サプライヤーポータルAPI連携基盤と購買承認ワークフローエンジンとでは、フルスクラッチで得られるメリットと背負うデメリットの重心が異なります。
サプライヤーポータルAPI連携基盤:ターゲットスケーリングと耐障害性隔離のメリット
サプライヤーポータルAPI連携基盤をフルスクラッチで独立サービス化する最大のメリットは、コンポーネント単位の柔軟なスケーリング(ターゲットスケーリング)です。決算期末や発注が集中する時期にAPI連携基盤への負荷が急増しても、独立コンテナやサーバーレス関数(AWS Lambda等)としてピンポイントでリソースを割り当てられるため、インフラの利用コストをモノリス比で25〜30%削減できる可能性があります。もう1つのメリットは耐障害性の隔離(フォールト・アイソレーション)です。連携基盤を独立サービス化しておくことで、特定の取引先システムの障害やAPI連携基盤自体の不具合が発生しても、購買担当者が使う発注申請・見積比較といったUI・計算機能が巻き込まれずに済みます。一方でデメリットとしては、取引先ごとに異なるAPI仕様への個別対応が積み重なると、連携基盤自体の実装・テストコストが想定以上に膨らみやすい点が挙げられます。
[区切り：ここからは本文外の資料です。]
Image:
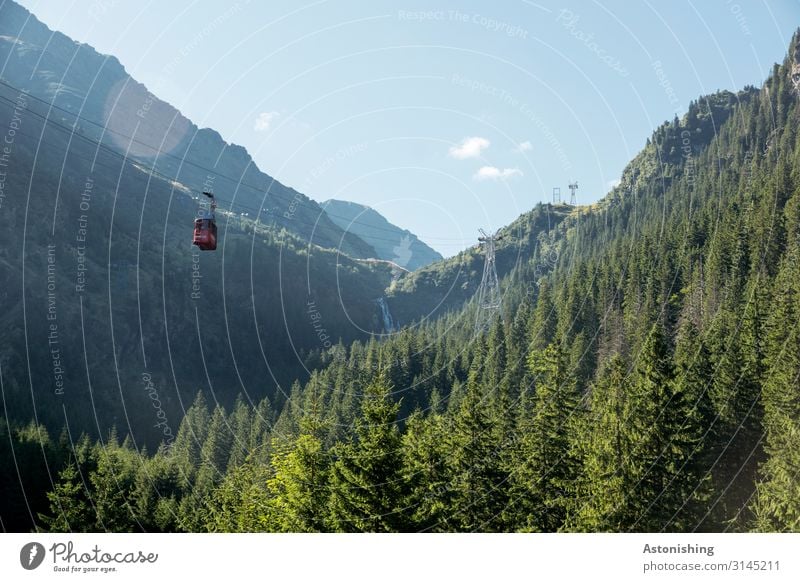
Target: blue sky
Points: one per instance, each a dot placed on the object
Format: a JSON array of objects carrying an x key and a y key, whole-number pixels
[{"x": 444, "y": 116}]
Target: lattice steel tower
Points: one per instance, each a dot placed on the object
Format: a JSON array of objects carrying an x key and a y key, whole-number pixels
[
  {"x": 489, "y": 298},
  {"x": 572, "y": 187}
]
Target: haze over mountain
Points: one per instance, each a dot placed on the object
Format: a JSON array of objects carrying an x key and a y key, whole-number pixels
[
  {"x": 391, "y": 242},
  {"x": 639, "y": 374},
  {"x": 120, "y": 112}
]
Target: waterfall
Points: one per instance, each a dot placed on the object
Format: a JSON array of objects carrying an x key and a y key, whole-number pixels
[{"x": 388, "y": 323}]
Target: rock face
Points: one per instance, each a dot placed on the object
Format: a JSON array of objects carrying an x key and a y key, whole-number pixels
[
  {"x": 94, "y": 96},
  {"x": 390, "y": 242}
]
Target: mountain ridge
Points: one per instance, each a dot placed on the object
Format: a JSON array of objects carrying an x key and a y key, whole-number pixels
[{"x": 391, "y": 242}]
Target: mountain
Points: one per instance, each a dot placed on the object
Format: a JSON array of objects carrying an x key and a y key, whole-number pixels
[
  {"x": 93, "y": 94},
  {"x": 641, "y": 374},
  {"x": 390, "y": 242}
]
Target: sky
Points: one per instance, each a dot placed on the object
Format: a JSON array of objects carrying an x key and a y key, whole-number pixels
[{"x": 445, "y": 116}]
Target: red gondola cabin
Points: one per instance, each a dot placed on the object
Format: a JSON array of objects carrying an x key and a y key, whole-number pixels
[
  {"x": 205, "y": 234},
  {"x": 205, "y": 227}
]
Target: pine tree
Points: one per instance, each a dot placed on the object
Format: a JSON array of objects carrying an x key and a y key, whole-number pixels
[
  {"x": 367, "y": 487},
  {"x": 478, "y": 493},
  {"x": 545, "y": 469},
  {"x": 70, "y": 508}
]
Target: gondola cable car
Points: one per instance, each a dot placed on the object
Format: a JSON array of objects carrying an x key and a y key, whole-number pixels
[{"x": 205, "y": 227}]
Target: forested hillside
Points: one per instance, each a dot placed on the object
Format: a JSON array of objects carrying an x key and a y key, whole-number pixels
[{"x": 643, "y": 377}]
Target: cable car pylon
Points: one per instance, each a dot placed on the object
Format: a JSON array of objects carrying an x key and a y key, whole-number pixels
[{"x": 489, "y": 298}]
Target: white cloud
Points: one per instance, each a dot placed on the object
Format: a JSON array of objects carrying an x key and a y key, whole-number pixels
[
  {"x": 264, "y": 120},
  {"x": 471, "y": 147},
  {"x": 492, "y": 173},
  {"x": 525, "y": 146}
]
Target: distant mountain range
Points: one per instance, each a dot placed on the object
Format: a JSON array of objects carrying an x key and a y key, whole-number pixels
[
  {"x": 391, "y": 242},
  {"x": 94, "y": 94}
]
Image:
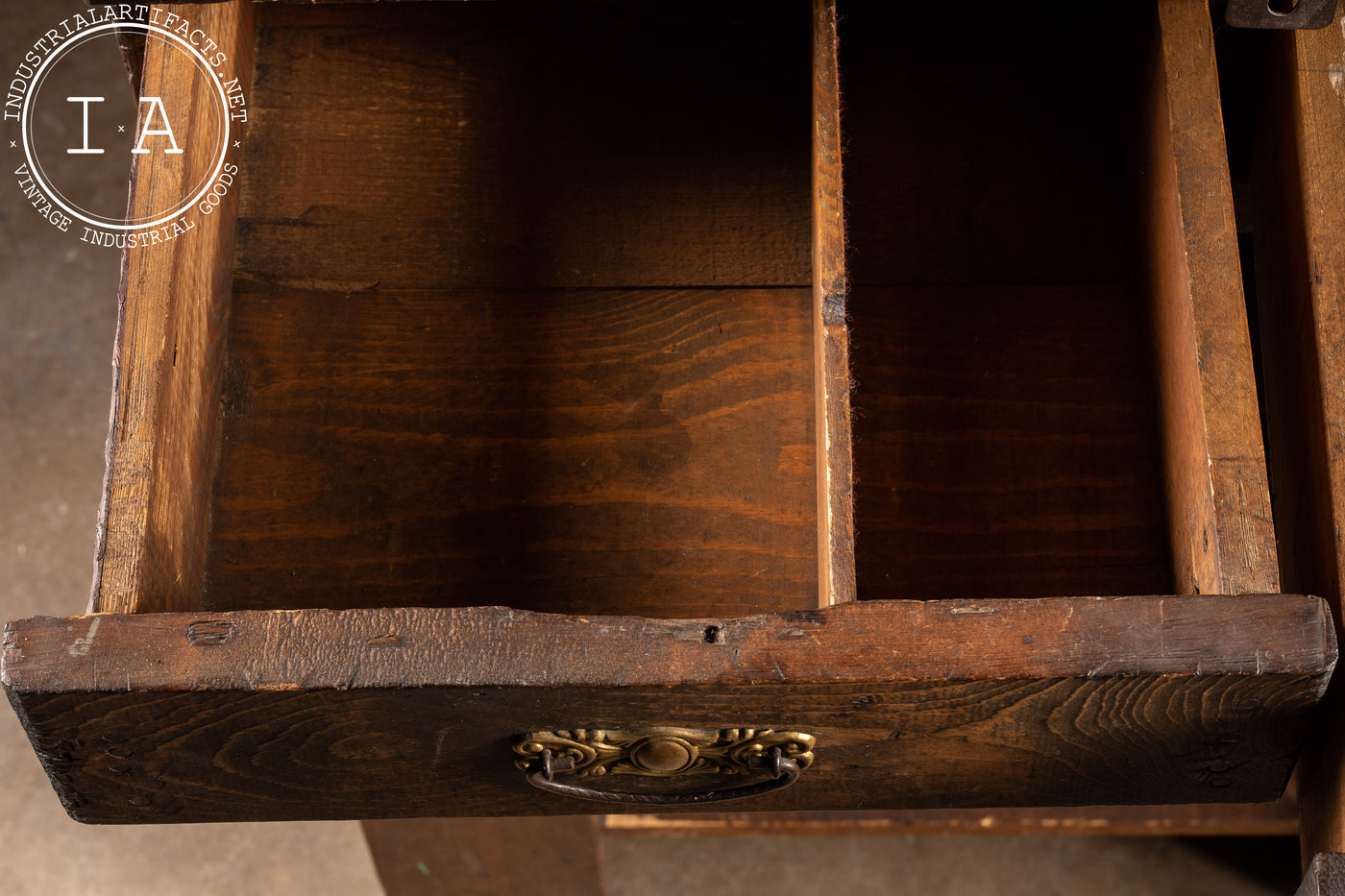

購買承認ワークフローエンジン:分散トランザクションの複雑性増加というデメリット
購買承認ワークフローエンジンをフルスクラッチで独立サービス化する際の最大のデメリットは、分散トランザクションの複雑性が劇的に増加することです。承認・予算引き当て・発注が複数サービスに分割されると、単一のデータベースで完結するACIDトランザクションが使えなくなり、Sagaパターンや、複数サービスにまたがるデータの読み取りモデルを最適化するCQRS(コマンドクエリ責務分離)といった高度な設計パターンが必要になり、開発難易度・テスト工数が跳ね上がります。また、内部関数呼び出しがネットワーク越しのAPI通信に変わることで、ネットワークレイテンシと、オブザーバビリティツールの利用費用という「見えないコスト」が積み重なり、予測しづらいコスト増を招きます。一方でメリットとしては、承認ルールが組織変更等で頻繁に変わる企業ほど、承認ロジックを独立してデプロイ・改修できる恩恵を強く受けられるため、変更頻度の高さがフルスクラッチ投資を正当化する重要な判断材料になります。
既製アーキテクチャパターン・SaaSとの比較・選定基準

フルスクラッチが常に正解とは限りません。2026年時点のベストプラクティスを踏まえた、単純な二元論ではない選定基準を整理します。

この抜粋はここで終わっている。